There’s a million tales about the now infamous Rainbow Bar and Grill on the Sunset strip here in sunny fuckin’ Los Angeles. Marilyn Monroe met Joe DiMaggio on a blind date, Vincente Minneli proposed to Judy Garland, etc, etc, etc...

Who gives a fuck?

After the Hollywood glory days died, the Rainbow took on a new face, a Rock & Roll anti-establishment where heads like Alice Cooper could come eat some soup and snort a rail off a 16-year-old’s face, all while Roman Polanski who (as time has told) was probably on the other side getting bobo from a thirteen-year-old under the table whilst pouring a glass of Moet and cheers-ing Jack Nicholson, who in turn was fucked up on ludes and dope, eyes half closed, head cocked back laughing hysterically and falling to the floor etc, etc, etc...Rainbow Bar & Grill.

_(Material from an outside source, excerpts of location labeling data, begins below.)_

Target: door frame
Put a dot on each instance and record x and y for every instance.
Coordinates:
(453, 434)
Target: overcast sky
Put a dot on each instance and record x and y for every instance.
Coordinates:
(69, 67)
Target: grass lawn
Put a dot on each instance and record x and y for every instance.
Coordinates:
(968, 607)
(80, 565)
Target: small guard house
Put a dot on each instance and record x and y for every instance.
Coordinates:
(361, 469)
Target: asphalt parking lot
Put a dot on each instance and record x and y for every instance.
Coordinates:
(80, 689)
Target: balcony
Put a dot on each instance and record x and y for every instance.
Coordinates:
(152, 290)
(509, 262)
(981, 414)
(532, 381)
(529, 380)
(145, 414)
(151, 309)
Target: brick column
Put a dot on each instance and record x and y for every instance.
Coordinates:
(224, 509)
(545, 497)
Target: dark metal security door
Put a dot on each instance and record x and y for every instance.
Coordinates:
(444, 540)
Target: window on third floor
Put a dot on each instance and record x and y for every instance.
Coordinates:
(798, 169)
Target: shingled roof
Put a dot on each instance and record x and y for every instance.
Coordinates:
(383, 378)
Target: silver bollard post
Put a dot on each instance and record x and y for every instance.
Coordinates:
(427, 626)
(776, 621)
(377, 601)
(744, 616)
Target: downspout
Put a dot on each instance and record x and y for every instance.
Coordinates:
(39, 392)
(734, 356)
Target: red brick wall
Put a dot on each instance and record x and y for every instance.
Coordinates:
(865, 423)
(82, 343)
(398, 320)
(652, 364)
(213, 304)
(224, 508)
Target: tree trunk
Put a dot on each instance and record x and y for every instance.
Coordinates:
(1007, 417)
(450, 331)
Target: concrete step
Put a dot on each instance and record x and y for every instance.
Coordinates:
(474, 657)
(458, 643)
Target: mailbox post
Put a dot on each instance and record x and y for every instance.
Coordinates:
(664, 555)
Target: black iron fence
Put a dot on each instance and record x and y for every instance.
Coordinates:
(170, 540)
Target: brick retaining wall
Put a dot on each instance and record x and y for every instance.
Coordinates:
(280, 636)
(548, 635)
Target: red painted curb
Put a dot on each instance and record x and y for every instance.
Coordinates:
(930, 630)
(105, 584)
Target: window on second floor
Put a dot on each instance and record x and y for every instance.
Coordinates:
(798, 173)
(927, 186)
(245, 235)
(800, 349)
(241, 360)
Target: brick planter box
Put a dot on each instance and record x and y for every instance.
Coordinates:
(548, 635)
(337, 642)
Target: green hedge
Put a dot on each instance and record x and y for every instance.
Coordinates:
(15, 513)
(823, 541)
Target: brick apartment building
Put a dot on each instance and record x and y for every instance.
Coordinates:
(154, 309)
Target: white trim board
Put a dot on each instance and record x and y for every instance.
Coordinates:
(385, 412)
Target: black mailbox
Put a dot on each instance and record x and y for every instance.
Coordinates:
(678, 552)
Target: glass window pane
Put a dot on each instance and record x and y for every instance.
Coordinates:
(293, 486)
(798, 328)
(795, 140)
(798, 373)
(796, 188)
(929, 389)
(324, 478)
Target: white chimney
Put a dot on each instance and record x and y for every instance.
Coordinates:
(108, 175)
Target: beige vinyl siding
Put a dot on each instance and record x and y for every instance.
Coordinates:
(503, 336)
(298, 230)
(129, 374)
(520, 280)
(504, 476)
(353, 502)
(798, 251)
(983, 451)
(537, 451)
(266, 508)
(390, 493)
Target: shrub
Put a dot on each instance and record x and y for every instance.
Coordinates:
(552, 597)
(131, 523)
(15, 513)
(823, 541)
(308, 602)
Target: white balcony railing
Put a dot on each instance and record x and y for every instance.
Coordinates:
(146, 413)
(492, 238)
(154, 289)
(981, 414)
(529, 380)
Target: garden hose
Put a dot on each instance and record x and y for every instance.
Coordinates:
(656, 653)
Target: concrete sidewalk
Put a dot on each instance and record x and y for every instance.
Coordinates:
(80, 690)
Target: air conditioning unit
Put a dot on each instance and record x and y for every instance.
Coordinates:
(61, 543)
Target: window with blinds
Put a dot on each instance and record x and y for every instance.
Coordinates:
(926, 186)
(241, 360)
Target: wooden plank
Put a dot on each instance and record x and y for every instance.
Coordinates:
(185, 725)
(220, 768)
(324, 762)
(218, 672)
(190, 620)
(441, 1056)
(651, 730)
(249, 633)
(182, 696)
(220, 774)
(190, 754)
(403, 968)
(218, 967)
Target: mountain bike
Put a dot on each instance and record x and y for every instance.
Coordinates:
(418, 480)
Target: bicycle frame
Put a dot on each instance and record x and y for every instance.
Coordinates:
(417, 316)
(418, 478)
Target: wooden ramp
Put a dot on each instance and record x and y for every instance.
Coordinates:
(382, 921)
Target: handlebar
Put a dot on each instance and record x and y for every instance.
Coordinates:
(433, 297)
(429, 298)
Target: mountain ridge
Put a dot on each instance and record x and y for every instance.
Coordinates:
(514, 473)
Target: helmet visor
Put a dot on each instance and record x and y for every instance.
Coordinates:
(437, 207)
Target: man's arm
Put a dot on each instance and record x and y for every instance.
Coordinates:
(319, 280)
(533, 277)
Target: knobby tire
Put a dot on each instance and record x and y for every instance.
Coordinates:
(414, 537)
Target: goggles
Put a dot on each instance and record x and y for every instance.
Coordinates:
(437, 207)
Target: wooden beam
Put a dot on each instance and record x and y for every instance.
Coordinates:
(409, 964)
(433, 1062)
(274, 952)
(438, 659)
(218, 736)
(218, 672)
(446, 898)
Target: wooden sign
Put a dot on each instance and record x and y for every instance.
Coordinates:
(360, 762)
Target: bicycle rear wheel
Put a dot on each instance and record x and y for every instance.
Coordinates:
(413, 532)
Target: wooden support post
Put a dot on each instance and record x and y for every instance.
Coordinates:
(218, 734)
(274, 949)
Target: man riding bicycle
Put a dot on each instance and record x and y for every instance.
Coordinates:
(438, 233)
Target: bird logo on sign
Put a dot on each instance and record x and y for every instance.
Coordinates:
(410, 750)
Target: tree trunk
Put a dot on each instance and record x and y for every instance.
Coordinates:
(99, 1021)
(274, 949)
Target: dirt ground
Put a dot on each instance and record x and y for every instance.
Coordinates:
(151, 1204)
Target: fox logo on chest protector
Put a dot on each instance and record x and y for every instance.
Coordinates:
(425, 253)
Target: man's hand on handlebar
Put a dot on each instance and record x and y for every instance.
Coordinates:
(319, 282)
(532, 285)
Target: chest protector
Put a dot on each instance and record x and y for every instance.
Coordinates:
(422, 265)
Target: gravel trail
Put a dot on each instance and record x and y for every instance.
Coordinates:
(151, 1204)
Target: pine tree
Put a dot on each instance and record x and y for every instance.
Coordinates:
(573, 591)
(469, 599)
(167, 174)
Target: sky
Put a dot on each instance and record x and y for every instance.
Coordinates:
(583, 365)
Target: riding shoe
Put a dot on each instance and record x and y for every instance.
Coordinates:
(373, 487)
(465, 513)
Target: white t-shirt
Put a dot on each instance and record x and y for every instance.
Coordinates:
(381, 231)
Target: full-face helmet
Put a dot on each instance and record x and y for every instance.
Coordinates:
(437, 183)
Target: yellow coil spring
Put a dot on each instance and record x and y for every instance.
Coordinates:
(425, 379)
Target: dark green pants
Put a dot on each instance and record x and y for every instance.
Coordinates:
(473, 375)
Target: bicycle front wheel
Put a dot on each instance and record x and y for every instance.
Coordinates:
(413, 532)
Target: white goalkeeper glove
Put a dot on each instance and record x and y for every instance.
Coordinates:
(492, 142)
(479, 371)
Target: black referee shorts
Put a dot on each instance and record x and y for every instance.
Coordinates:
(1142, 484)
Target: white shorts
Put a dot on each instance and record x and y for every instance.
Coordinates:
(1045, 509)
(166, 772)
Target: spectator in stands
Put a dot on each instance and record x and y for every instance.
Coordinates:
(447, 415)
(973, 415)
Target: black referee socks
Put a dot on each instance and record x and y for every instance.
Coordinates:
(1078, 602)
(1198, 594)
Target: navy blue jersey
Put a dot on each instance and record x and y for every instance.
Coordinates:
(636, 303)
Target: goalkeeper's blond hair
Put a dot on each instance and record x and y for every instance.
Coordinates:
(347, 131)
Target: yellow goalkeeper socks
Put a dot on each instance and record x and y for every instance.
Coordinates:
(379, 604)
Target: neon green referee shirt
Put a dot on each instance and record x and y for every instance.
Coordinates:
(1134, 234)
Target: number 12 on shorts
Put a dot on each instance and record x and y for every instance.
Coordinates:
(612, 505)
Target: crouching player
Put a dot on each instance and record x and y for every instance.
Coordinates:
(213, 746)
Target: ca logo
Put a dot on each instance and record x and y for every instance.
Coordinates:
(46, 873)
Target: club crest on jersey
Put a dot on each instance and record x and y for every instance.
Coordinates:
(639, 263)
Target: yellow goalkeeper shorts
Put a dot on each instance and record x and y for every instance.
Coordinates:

The Rainbow’s history is filled with these kinds of tales. Tales we hear about years after the fact, tales that resonate through the years, tales that compel us to seek out our scum stories in gutter dives where a shot and a beer still only costs a couple bucks and the juke box ain’t got a single soft song in it, and you can light a cigarette and some fucking yuppie couple from Brentwood ain’t gonna feign a cough or shoot you a sneer cause they’ll get fucked up and be dragged out half dead, bloody and screaming, talking about second hand smoke is the leading cause of cancer.

Fuck You.

These are the tales, some small, some epic, which shape our collective subconscious and form the picture of what we in our most tender (drunk) moments look upon and call, Rock & Fuckin’ Roll.